The scene at Kanihama replicated itself at the majority of polling booths in Budgam and elsewhere in the constituency and the polls were marked by clashes between civilians and forces. But by the time the clock ticked past 12 pm, the situation in the constituency deteriorated with news about the killing of a teenager, Faizan Fayaz Dar (15), coming from Dalwan village, a part of Charar-i-Sharief assembly constituency.
Soon the number of killings went up to 2, then three, and by evening seven civilian were killed in forces’ action in Budgam which has traditionally witnessed large participation of people in elections in the past. As the situation went from bad to worse, another youth who had got severe bullet injuries in Ganderbal succumbed, taking total death toll to eight.

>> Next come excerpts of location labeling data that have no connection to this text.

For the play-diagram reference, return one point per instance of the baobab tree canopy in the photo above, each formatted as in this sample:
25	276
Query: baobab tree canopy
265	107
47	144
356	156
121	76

At the time when the news about the eight killing hogged headlines, J&K’s Chief Electoral Officer Shantamanu told a press conference that just 7.14 percent polling was recorded in the entire segment with just 90050 people casting their votes. While the intense clashes at several polling stations forced re-poll in at least 38 polling stations, the result was abysmal with just two percent of over 35000 people casting voting this time.
The killings and fresh cycle of protests forced the Election Commission of India to defer the elections to the Anantnag seat till May 25 after the Valley was on the brink again. “The spectre of fresh unrest in the middle of spring had only just been averted,” observed a political analyst. The ECI took the decision after the State Government communicated to it that situation in Anantnag parliamentary segment “isn’t conducive to hold free and fair polls” on April 12—a move that was criticised by the opposition who alleged that the PDP was facing defeat in the constituency. The PDP’s Tasaduq Mufti is contesting against Congress’ G A Mir from Anantnag. The polls have only been deferred to 25 May, when the Valley would be warming up to fresh tourism and business season.
“Is the postponement for a month and a half the answer? Not at all. The by-poll has only been further pushed towards the summer, the peak tourism and business season,” read a front-page editorial in Greater Kashmir, the leading English daily of Valley which termed the deferment “a cure worse than the disease”.
With south Kashmir already simmering with anger, it remains to be seen now whether the government would go ahead with the elections or defer it in view of the threat that Kashmir might slip into another summer of unrest.